According to the QM-ORSA protocol, a thermodynamic and kinetic study needs to also be performed for the reference compound, Tx, to determine relative antioxidative value, r^T. The k_overall value for the reaction of Tx with HO^•, calculated using an identical methodology and theoretical model under equal conditions, has been recently reported and amounts to 1.94 × 10⁹ M⁻¹ s⁻¹ [32]. On the other hand, to the best of our knowledge, the k_overall value for the reaction of Tx with Cl₃COO^• is yet unknown. For this reason, all necessary calculations regarding this reaction had to be performed. The corresponding results and short discussion are provided in the Supplementary Materials. The obtained k_overall value for Tx reacting with Cl₃COO^• is equal to 1.91 × 10⁹ M⁻¹ s⁻¹.

Based on the calculated k_overall values for the reactions of EA and Tx with HO^• and CCl₃OO^• in aqueous solution the r^T values were determined.
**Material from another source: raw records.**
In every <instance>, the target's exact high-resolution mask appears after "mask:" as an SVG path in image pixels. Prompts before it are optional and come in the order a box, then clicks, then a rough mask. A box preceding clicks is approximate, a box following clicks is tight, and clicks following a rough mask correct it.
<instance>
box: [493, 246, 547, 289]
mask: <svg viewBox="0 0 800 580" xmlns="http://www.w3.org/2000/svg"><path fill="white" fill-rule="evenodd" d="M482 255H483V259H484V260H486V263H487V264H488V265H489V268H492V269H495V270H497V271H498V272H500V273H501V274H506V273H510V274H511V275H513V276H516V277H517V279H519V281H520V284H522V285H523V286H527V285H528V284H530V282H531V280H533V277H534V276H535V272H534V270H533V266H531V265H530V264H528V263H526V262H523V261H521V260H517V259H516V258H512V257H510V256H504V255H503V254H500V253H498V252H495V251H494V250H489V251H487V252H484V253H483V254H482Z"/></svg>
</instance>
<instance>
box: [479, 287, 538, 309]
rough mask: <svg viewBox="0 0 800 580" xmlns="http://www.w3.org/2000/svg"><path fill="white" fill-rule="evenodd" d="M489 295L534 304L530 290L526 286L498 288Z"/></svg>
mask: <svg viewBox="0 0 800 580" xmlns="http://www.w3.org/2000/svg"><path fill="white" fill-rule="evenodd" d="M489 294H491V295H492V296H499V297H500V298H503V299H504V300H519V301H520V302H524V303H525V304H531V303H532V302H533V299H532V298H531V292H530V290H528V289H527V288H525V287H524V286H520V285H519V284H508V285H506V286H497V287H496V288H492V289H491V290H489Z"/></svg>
The obtained r^T values of 5.00 and 0.19 for the reactions with HO^• and CCl₃OO^•, respectively, imply that EA is more reactive toward HO^•, but less reactive toward CCl₃OO^• in comparison to Tx.

4. Conclusions

Antioxidants represent an important group of functional compounds that possess the ability to extend shelf life and maintain the quality of foods. More important, in biologic systems, antioxidants protect against oxidative stress and consequently help to prevent numerous diseases.

In this work, we investigated the antioxidative mechanisms of a dietary polyphenol EA by utilizing the QM-ORSA methodology. For this purpose, the reactions of EA with HO^• and CCl₃OO^• radicals were simulated.

Highly exergonic ΔG_r values indicate that EA and EA⁻ can scavenge both investigated free radicals through HAT reaction pathways. The RAF reaction pathways are thermodynamically possible in the case of the reactions with HO^•, whereas the SPLET reaction mechanism is thermodynamically feasible in the case of CCl₃OO^• radical. High ΔG_r values for the SET reactions between EA and both studied free radicals indicate that this mechanism does not play a vital role.

Based on the obtained kinetic results, EA can scavenge HO^• primarily through HAT and RAF mechanisms, whereas SPLET mechanism is responsible for scavenging of the CCl₃OO^• radical. Moreover, based on the calculated r^T values, EA is more reactive toward HO^•, but less reactive toward CCl₃OO^• than Tx.

Last but not least, the calculated overall reaction rate constants, k_overall, for the reactions of EA with HO^• and CCl₃OO^•, respectively, are in a very good agreement with the experimental values, indicating that the applied computational methodology successfully quantified the reactivity of EA toward both investigated free radicals. Considering that antioxidative mechanisms in aqueous environments are extremely complex, the consensus between the calculated and available experimental data strongly supports the reaction mechanisms proposed in this work.